大和証券グループ本社は、企業の合併・買収(M&A)関連収益について、2030年度に700億円としていた従来目標を上方修正して1000億円とする方針を固めた。荻野明彦社長がブルームバーグとのインタビューで明らかにした。

国内外で活発なM&Aの動きを追い風に「700億円という従来目標は早期に達成しそうで、1000億円に引き上げたい」との認識を示した。大和証Gの25年3月期の同収益は589億円で、過去最高を更新して拡大傾向にある。
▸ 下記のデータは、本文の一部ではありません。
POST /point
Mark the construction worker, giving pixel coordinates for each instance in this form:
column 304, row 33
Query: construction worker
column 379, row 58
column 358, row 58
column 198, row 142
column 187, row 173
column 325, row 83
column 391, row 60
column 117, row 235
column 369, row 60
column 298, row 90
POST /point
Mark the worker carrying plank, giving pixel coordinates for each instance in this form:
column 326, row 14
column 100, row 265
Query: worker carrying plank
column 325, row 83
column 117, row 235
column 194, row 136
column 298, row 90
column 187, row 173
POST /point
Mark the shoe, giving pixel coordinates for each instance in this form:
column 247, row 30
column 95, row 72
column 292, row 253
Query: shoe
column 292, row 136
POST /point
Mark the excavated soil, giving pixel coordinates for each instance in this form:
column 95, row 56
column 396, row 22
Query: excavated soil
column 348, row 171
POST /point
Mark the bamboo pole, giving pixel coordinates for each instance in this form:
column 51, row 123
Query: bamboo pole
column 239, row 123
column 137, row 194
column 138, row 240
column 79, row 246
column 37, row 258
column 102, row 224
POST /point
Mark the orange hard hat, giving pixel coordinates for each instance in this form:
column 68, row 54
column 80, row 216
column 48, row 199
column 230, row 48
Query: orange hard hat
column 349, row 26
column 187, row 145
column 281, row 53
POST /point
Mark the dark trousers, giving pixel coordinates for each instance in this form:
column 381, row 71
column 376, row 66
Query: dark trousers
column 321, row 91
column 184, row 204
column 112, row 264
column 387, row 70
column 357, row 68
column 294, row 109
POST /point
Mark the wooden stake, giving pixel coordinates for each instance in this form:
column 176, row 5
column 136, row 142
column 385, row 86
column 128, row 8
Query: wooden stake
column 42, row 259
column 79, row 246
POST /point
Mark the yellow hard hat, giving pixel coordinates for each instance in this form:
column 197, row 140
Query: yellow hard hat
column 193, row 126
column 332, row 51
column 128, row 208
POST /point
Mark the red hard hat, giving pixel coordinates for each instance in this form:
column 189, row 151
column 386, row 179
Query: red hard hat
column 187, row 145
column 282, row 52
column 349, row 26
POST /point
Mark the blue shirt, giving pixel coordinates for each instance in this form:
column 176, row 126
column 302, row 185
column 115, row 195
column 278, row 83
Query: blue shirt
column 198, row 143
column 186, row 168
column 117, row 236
日本では東京証券取引所が上場企業に対し資本効率や株価を意識した経営を要請し、政府と一体となって収益力や競争力を一段と高めるよう促している。企業側も価値向上を目指し国内企業にとどまらず、海外企業も対象にしたM&Aを活発化させている。大和証Gは得意とする取引金額が5億ドル(約790億円)以下の中堅規模でのM&A助言業務において、グローバルでの地位確立を目指す。

 

荻野氏は足元の関連人材の採用について「徐々に動きが出てきた」として、国内外で採用強化を再開していると説明した。大和証Gは30年度までに、M&A助言業務を担うバンカーを国内外で900人規模に拡大する方針を掲げる。ただ、今年4月の米トランプ大統領による関税政策の発表を受け、世界経済の先行き不透明感が増してM&Aの動きが一時停滞したため、採用を抑制していた。足元では約640人。

大和証券グループの荻野社長(18日・都内)

今年4月にはクロスボーダーM&Aを専門で扱うチームを東京に新設し、10月には人員を4人から6人に拡充した。「見込み案件は着実に積み上がっており、しっかり成果が出せると思う」と述べた。

同社の資料によると、25年4-9月期は5億ドル以下の世界のM&A案件の助言業務において9位だった。荻野氏は、30年度に世界トップ5入りを目指す考えも明らかにした。

今後注力する海外事業については「インド国内の成長を取り込んでいく」と述べた。インドの金融大手アンビット傘下企業への出資を通じて、同国での超富裕層向け事業への参入を決めている。また、台湾有事を巡る高市早苗首相の発言を受けて関係が悪化している中国については「あれだけ大きなマーケットを無視するわけにはいかない」とし、「中国ビジネスをやめる気は全くない」と述べた。

5年連続で賃上げと初任給アップ

優秀な人材の確保に向けて、26年度に5%程度の賃上げを目指す意向も示した。また来春入社の新卒総合職の初任給を30万円から31万円に引き上げる。賃上げ、初任給アップはいずれも5年連続となる。労働組合との交渉を経て正式に決定する。

荻野氏は「物価上昇を上回る賃上げがないと、給料が上がったという実感が湧かない」とし、「経営という視点ではコストかもしれないが、社員への投資と考えて待遇改善はしっかり進めていきたい」と語った。